SLA Engine - a developer's perspective of the logic

andrew_och · ‎01-10-2025

What is the SLA Engine? What is it made up off? Is it really an Engine? All these questions and more are answered from the perspective of a developer working and supporting the SLA Engine.

The SLA Engine is not actually a real SNC engine, although the Legacy SLA implementation did use the Escalation Engine, but that is out of scope of this article.

Rather the SLA Engine is a grouping of Script Includes, Scheduled Jobs, flows/workflows, two key tables: SLA Definition: contract_sla and Task SLA: task_sla and a Business Rule which is where all SLA processing starts.

Business Rule: Run SLAs

This is split into two distinct pieces of logic, either use Script Include: SLAOfflineUpdate to add an insert/update entry into the sla_offline_update table for task records with Table attribute: offline_timestamp_field, or use Script Include: TaskSLAController to process the insert/update for a given task. Note task includes any extension of task, e.g. incident, problem, change etc.

Script Include: SLAOfflineUpdate

This has one core function:
queue (calling: _queue in SelfCleaningMutex 'Process SLA Offline Update Mutex ')

Given the task insert/update with Table attribute: offline_timestamp_field, populates table sla_offline_update with DOC/DOC_ID aka table/sys_id for asynchronous processing.
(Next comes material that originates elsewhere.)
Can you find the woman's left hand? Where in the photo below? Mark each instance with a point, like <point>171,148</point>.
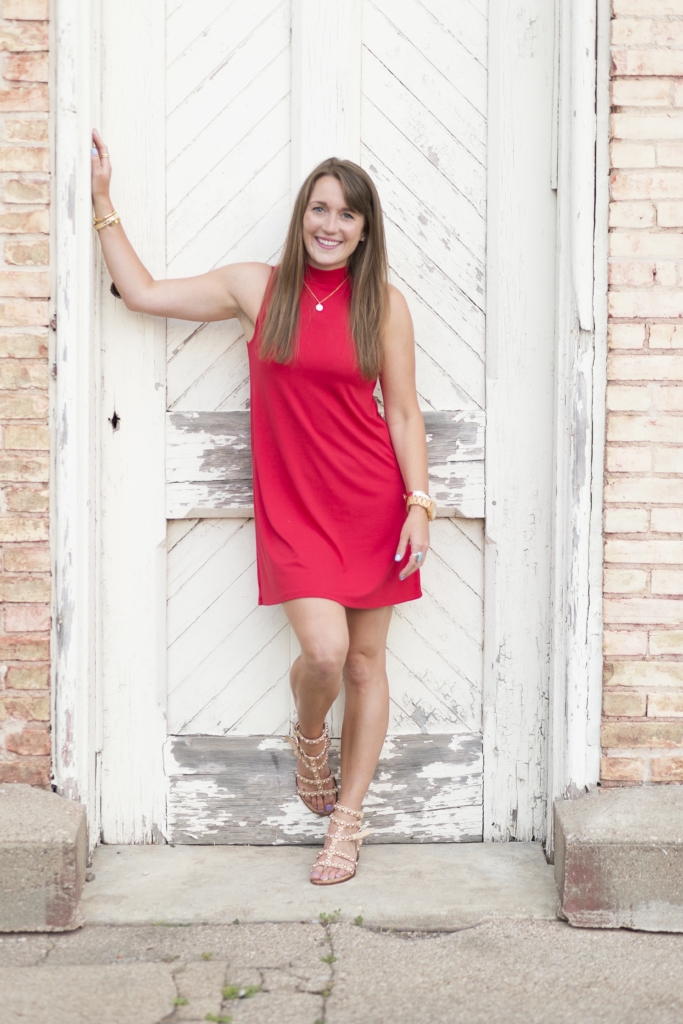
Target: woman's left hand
<point>415,532</point>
Script Include: TaskSLAController

The TaskSLAController has two core functions:

_processNewSLAs (calling: _processNewSLAs_criticalSection in SelfCleaningMutex 'Process New SLAs Mutex ')

Given the task insert/update it collects all the SLA Definitions start conditions and verifies if the task matches any of these start conditions. It does this while holding a mutex against the task record to ensure there is no parallel processing to result in duplicate task_sla records being generated for a given SLA Definition. A start condition match for a given SLA Definition will insert a new task_sla record for that SLA Definition.

There is of course more complexity here, i.e. if reset, cancel, stop, pause conditions also match, then behaviour will depend on configuration. If contract management is enabled and configured, domains etc, all have the ability to affect the attachment of the task_sla record, however all of this happens within this thread of execution.

_processExitingSLAs (calling: _processExistingSLAs_criticalSection SelfCleaningMutex 'Process Existing SLAs Mutex ')

Given the task insert/update it evaluates all the SLA Definition conditions (stop, reset, cancel, pause/unpause) for all associated task_sla records. Again as above there is more complexity.

Both of these functions hand off the condition matching to another script include.

Script Include: SLAConditionBase

The first thing to note is that SNC ships two script includes: SLAConditionBase and SLAConditionSimple and that this script include is powered up in TaskSLAController via a property such that customers can replace this with their own script include.

Its purpose is to define the task_sla state machine, i.e. from which state to which state task_sla records can move to.

SLAConditionBase state machine can be found here: https://www.servicenow.com/docs/bundle/xanadu-it-service-management/page/product/service-level-manag...

SLAConditionSimple state machine can be found here: https://www.servicenow.com/docs/bundle/xanadu-it-service-management/page/product/service-level-manag...

Note all conditions are "GlideRecord Encoded Queries" so matching logic is handed off to platform API: SNC.Filter.checkRecord(task, condition)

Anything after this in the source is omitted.